Taking it Further

There are many ways in which you can develop your pulse oximeter. There are some ideas below that you may wish to consider, but you may also wish to identify your own areas for development and improvement based on your experience and interests.

1. Other Physiological Parameters: Fundamentally, photoplethysmography (PPG) detects blood volume changes in the microvascular bed of tissue. Whilst it is commonly employed to measure oxygen saturation it can also be used to monitor other physiological parameters such as heart rate, heart rate variation, respiratory rate, and blood pressure. You could see which other parameters you can measure by adding additional signal processing and analysis. How might you validate these measurements?

2. Optical Shielding: You will no doubt have observed that PPG is sensitive to motion and to ambient light conditions. Ambient light that is incident upon the phototransistor will effect the measurement of the true reflected light from the microvascular bed of tissue, in extreme cases the ambient light may saturate the phototransistor entirely. You may wish to develop different shielding approaches that minimise the amount of ambient light.

3. Pressure Sensitivity: PPG requires that good physical contact is maintained between the optical sensor package and the surface of the skin, if this contact is time-varying then it will modulate the observed optical properties of the tissue and thus the resulting physiological measurements. The magnitude of the pressure applied to the microvascular bed of tissue is also important, if this pressure is too great then the vessels may become occluded, if the pressure is too low then the contact will be poor and ambient light may spoil the measurement. You could explore different mechanical designs for obtaining and maintaining optimal contact pressure.

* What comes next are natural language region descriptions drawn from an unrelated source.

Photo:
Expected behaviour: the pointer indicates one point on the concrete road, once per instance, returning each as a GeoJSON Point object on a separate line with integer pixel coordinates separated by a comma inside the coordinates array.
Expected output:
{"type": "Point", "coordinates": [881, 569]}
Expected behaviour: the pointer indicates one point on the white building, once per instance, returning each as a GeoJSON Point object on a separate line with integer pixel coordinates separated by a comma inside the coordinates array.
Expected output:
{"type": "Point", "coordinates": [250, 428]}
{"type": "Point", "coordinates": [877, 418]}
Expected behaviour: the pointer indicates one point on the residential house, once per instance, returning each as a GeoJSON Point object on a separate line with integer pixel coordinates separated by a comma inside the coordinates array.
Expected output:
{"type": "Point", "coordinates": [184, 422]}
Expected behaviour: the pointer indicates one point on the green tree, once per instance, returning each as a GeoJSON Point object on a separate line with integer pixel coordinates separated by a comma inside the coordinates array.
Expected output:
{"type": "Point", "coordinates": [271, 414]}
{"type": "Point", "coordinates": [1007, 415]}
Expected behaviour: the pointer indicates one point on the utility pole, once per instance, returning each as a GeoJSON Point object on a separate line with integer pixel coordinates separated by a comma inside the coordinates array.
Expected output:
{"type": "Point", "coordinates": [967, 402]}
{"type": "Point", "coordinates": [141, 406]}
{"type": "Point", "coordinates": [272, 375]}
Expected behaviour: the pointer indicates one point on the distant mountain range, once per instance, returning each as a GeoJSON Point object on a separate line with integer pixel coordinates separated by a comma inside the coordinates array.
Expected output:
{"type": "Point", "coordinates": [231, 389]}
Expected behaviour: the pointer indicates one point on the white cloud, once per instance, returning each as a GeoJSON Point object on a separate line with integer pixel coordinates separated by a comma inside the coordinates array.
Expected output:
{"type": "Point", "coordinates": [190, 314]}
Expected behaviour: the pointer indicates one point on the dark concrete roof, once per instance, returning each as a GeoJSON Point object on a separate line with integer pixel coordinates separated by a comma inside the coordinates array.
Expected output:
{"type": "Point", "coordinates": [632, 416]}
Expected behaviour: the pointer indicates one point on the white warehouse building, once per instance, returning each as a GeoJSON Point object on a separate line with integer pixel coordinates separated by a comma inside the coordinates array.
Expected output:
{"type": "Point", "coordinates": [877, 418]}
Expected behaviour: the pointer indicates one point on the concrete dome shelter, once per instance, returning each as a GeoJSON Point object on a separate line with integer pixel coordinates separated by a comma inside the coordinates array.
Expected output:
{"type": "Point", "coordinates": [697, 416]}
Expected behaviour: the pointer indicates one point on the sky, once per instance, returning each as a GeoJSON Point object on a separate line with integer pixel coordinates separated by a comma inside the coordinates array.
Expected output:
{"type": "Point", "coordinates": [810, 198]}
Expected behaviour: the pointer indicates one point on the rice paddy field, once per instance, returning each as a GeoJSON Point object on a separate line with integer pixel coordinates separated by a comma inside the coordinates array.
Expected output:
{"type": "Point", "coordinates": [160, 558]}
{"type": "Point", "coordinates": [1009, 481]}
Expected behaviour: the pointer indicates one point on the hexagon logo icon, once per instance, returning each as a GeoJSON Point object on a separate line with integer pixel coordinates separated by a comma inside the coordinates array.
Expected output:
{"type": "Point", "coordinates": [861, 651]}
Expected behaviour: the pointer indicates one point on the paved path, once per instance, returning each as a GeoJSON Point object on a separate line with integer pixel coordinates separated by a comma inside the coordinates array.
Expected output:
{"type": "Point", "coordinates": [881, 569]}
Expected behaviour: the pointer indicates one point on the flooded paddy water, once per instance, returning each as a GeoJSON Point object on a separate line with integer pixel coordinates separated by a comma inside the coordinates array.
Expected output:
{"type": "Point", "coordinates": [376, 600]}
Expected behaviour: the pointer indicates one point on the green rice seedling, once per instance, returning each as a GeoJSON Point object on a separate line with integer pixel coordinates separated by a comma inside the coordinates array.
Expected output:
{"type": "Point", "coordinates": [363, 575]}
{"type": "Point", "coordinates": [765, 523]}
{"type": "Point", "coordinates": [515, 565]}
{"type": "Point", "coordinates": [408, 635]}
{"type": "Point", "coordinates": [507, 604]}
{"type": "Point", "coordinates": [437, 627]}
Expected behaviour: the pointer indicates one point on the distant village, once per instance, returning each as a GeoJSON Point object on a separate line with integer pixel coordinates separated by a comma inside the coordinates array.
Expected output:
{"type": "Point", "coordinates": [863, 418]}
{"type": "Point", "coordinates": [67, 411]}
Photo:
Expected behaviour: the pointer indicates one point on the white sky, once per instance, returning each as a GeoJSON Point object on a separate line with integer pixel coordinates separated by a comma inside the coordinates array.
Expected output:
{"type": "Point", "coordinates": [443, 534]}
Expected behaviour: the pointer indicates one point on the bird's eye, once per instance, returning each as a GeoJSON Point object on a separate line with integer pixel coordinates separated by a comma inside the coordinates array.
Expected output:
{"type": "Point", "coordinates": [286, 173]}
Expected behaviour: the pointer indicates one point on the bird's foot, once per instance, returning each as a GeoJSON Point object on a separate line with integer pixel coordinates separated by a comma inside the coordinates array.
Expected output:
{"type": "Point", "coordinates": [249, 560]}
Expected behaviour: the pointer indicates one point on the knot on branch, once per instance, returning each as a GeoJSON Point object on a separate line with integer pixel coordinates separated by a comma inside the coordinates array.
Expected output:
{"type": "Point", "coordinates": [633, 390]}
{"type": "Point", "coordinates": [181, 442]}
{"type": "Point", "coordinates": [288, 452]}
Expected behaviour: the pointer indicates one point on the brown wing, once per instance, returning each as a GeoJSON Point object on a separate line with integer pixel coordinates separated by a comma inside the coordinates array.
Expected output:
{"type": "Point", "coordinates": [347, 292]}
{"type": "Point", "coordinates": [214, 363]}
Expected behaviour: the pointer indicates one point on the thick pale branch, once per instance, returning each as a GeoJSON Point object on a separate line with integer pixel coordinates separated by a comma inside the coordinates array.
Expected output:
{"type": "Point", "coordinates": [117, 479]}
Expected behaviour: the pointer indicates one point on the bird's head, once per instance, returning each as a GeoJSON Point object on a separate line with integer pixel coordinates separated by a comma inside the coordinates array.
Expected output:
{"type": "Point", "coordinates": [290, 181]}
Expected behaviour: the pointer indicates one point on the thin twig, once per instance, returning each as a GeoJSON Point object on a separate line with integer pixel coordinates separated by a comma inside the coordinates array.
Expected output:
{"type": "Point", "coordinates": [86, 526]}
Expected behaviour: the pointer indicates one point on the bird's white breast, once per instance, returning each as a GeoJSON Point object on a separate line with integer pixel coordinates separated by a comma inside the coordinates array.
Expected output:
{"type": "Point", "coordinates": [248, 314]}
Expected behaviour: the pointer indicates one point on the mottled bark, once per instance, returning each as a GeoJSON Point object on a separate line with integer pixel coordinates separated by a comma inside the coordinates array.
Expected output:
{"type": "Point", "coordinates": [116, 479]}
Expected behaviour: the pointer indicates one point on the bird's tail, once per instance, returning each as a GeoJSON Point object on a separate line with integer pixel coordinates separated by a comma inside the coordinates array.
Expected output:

4. Signal Processing: Where possible one ought to maximise the signal quality at the point of measurement (e.g. via optical shielding or contact pressure). However, it is often the case that signal processing, in the form of averaging, smoothing, or filtering may be required to further improve signal quality or stability. You could develop a signal processing pipeline that further improves the signal quality obtained from your pulse oximeter.

5. Visualisation: The Organic Light Emitting Diode (OLED) screen fitted to your pulse oximeter is typical of that used for portable finger-worn devices, however it has a limited screen size and can only show a subset of information about the measurements being made. You could explore how to augment or develop the data visualisation - what is the optimal design for presenting complex physiological measurements?